Xref: utzoo comp.arch:10661 comp.misc:6566
Path: utzoo!utgpu!jarvis.csri.toronto.edu!rutgers!tut.cis.ohio-state.edu!gem.mps.ohio-state.edu!ginosko!uunet!zephyr!tektronix!sequent!jjb
From: jjb@sequent.UUCP (Jeff Berkowitz)
Newsgroups: comp.arch,comp.misc
Subject: long instructions & page faults
Keywords: TRON page fault page boundry
Message-ID: <18766@sequent.UUCP>
Date: 15 Jul 89 19:49:48 GMT
References: <32424@apple.Apple.COM> <226@arnor.UUCP> <33015@apple.Apple.COM> <29418@ism780c.isc.com> <1449@mdbs.UUCP>
Reply-To: jjb@sequent.UUCP (Jeff Berkowitz)
Organization: Sequent Computer Systems, Inc
Lines: 46

In article <1449@mdbs.UUCP> wsmith@mdbs.UUCP (Bill Smith) writes:
>
>What will happen when [a long] instruction crosses a page boundary and
>a page fault occurs?   Is there some trickery that must be written into
>the operating system to avoid thrashing when the instruction is restarted.
>
[Finally a legitimate architecture topic!]

I've seen the paging code for several "well known" CISCs (VAX, 68010/020,
ns32000, i386).  I'm not aware of any "trickery" THAT THE CPU DESIGNERS
PLANNED FOR being required on any of these machines.  The machine can
indeed fault on a piece of an instruction during a return from interrupt
or page fault.  If memory is sufficiently tight, the machine might thrash
here.  This is no more or less serious than thrashing because e.g. the two
data pages required for a block copy can't be kept in the working set.

Page boundries seem to be a fertile source of CPU hardware bugs, however.
On more than one of the processors in the list, achieving *reliable* page
fault response requires the operating system to contain bug workarounds
that can be described as "trickery" - dealing with registers that don't
contain the expected information if the fault occurred during the execution
of a certain opcode which happened to cross a page boundry, etc.
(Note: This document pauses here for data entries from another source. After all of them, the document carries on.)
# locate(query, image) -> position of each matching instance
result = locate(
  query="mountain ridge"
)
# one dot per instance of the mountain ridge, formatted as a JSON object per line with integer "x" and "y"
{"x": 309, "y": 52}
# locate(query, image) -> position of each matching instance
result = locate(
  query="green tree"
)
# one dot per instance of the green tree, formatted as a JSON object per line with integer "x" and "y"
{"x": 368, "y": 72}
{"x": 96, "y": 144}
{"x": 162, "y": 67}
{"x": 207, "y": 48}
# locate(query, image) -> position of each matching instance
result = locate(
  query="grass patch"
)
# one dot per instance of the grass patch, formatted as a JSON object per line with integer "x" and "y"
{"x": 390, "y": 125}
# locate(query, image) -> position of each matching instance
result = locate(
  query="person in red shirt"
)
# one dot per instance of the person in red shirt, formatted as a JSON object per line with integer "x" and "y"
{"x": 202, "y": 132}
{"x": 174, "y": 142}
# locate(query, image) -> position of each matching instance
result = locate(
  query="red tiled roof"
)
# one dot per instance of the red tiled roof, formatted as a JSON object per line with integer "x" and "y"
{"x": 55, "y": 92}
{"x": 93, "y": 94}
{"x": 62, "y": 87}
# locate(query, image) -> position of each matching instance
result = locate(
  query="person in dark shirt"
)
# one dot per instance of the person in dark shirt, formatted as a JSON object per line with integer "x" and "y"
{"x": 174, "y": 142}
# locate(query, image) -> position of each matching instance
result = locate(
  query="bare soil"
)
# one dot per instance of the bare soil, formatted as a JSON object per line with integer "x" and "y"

I imagine the page-fault-time (hardware) state save operations on heavily
pipelined CISCs like the 486 and 68040 must be extraordinarily complex.
Perhaps a designer out there can comment about this.  Current generation
RISCs achieve comparable (or better) performance with much lower
complexity in this area, yes?  Complexity always ends up costing money -
silicon that could have been used for functionality rather than sequencing
the state save operations, etc.

The now-defunct Culler 7 had a three stage instruction pipeline with
prebranching.  Return from interrupt (including page fault) involved
having the CPU refetch all the program memory containing all the
instructions that were in the pipeline at the time of the interrupt.
The machine was not interruptible during this time, so the kernel had
to guarantee that all the pages containing all this code were present
and wired down during the interrupt return.  Since the pipeline could
contain branches to branches, etc, this worked out to possibly four
separate pages.  As might be imagined, ensuring that all four pages
were wired down at interrupt return time happened caused significant
complexity in the OS.  I believe this translated into large time cost
in restarting faults, but have no measurements to prove it.
-- 
Jeff Berkowitz N6QOM			uunet!sequent!jjb
Sequent Computer Systems		Custom Systems Group